出典元『@人事』「あなたはいつ頃会社を辞める予定ですか?」2019年春入社の新入社員へ緊急アンケート
代表的な離職理由にも挙げられる「入社後に感じるギャップ」について重要なのが、入社初期に与えられる役割です。例えば新入社員に「電話応対」をさせる企業は少なくありませんが、接客を望んでいない社員がここで「自分には合わない」と感じて離脱してしまうことにも注意が必要です。「電話応対」などの業務に問題があるわけではなく、「なぜそれをしなければならないか」の理由を明確に共有・納得できていなかったことに由来します。
リアリティ・ミスマッチと言われる現実と理想のギャップについては労働政策研究・研修機構の調査によると「入社前に聞いた仕事内容と現実が異なる場合」の離職率は男性では54.5%、女性では75.3%になると報告しています。
出典元『労働政策研究・研修機構』若年者の離職状況と離職後のキャリア形成
今回は、入社初期段階で発生しうる離職原因である「リアリティ・ショック」を防ぐために知っておきたい「タスク・イニシエーション」を紹介します。
グループ・イニシエーションとは?
グループ・イニシエーションとは、新入社員が組織に適応するための「通過儀礼」にあたる課題を示す言葉です。実際の働きぶりやスキルについてではなく「組織の一員として認めてもらう」ことに大きな意味があります。
若手社員の離職理由には「人間関係」が良く挙げられますが、グループ・イニシエーションは入社初期段階でのこのポイントにコミットする概念です。
グループ・イニシエーションの目的について
グループ・イニシエーションの目的は、新たに組織に加わったメンバーのスキルを伸ばすことではなく、新入社員が活躍できる土壌を育てることです。
冒頭でも述べたように、早期離職の主な原因としてリアリティ・ショックが挙げられます。これは、入社初期の段階で意にそぐわない雑務ばかりを割り当てられ「思っていたのとは違う」と感じてしまうことが原因となっています。

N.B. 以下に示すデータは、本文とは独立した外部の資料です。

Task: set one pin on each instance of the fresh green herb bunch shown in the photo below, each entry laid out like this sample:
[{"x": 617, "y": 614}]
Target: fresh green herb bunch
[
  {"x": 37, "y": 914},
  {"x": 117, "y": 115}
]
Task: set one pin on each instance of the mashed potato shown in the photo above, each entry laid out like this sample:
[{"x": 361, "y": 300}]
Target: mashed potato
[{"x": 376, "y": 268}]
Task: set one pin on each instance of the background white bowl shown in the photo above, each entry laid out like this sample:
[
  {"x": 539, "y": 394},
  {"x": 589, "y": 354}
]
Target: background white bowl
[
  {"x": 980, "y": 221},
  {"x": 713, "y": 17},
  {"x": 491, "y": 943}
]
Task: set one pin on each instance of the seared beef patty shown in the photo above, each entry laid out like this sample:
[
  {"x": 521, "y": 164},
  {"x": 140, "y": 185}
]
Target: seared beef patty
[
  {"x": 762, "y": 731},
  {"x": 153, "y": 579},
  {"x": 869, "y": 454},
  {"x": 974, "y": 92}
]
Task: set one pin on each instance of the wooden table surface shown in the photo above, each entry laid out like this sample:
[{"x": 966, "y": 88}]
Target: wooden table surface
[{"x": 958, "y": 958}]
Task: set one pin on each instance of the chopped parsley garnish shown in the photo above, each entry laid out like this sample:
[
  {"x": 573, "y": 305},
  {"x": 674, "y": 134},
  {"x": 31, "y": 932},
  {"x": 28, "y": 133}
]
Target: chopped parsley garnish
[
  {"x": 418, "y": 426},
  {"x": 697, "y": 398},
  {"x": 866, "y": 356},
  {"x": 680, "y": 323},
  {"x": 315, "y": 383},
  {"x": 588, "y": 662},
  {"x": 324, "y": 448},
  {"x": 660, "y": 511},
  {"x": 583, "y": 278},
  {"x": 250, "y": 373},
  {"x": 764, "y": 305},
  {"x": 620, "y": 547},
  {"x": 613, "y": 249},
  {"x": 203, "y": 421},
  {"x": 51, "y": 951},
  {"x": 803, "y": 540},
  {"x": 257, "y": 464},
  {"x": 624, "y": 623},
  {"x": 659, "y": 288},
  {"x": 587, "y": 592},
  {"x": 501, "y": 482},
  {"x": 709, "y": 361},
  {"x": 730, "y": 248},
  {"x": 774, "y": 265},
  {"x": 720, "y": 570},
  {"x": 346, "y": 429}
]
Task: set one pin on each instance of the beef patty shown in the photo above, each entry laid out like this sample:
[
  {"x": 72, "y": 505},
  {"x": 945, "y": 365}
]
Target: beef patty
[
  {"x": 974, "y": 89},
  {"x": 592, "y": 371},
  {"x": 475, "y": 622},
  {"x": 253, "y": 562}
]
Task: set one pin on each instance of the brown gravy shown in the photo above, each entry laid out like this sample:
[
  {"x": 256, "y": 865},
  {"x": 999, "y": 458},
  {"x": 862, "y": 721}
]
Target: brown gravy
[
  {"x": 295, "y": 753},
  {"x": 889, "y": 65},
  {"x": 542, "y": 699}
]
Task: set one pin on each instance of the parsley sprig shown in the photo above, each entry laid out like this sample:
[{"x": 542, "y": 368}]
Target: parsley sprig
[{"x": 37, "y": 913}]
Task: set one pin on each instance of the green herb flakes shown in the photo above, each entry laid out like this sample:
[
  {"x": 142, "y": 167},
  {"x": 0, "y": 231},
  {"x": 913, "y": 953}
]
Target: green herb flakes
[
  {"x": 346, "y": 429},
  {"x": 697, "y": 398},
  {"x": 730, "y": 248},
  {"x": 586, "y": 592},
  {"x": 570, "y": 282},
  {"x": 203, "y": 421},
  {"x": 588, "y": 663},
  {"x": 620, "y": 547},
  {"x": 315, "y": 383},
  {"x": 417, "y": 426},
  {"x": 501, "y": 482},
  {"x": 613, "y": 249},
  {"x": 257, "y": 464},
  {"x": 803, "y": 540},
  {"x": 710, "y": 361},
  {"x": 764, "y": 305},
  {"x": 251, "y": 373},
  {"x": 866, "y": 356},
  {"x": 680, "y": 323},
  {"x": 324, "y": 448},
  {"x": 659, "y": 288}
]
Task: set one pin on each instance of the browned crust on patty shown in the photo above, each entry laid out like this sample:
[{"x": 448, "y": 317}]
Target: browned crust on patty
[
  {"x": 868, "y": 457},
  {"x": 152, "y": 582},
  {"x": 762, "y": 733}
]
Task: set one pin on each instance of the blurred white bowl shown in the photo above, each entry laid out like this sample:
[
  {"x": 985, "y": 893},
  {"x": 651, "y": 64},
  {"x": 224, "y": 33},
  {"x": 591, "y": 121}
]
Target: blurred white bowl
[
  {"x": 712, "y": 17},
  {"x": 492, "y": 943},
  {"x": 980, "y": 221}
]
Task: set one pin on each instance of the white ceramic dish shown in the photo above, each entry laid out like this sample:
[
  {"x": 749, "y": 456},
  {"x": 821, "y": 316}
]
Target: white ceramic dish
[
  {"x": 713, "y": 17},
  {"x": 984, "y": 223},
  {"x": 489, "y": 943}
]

社員が活躍できるかどうかは、人材が持っているスキル以上に、活かせる条件が整っているかに強く依存します。グループ・イニシエーションにはそこで生じる不具合を取り除く役割があります。
タスク・イニシエーションとの違いについて
アメリカの産業組織心理学者のD. フェルドマンは、会社組織について「グループ・イニシエーション」「タスク・イニシエーション」の2つのイニシエーションがあると述べました。
タスク・イニシエーションは「仕事面での組織への貢献」にフォーカスしたものです。つまりグループ・イニシエーションは「人間関係」、タスク・イニシエーションは「組織内での役割」という具合に対象とするものが異なっています。
グループ・イニシエーションによる企業のメリットについて
グループ・イニシエーションは、組織のメンバーとしての承認を行います。早期離職の主たる原因の1つである「組織に馴染めない」を取り除けるメリットがあります。
グループ・イニシエーションは組織内のコミュニケーションを活発にする効果も期待できますので、業務効率の向上にも効果が期待できます。新人のタスク・イニシエーションの導入としてグループ・イニシエーションを行うと、良好な関係性を構築できた上で初歩的な業務を任せられるので、初期研修のプロセスで会社と従業員の信頼関係を強めることができます。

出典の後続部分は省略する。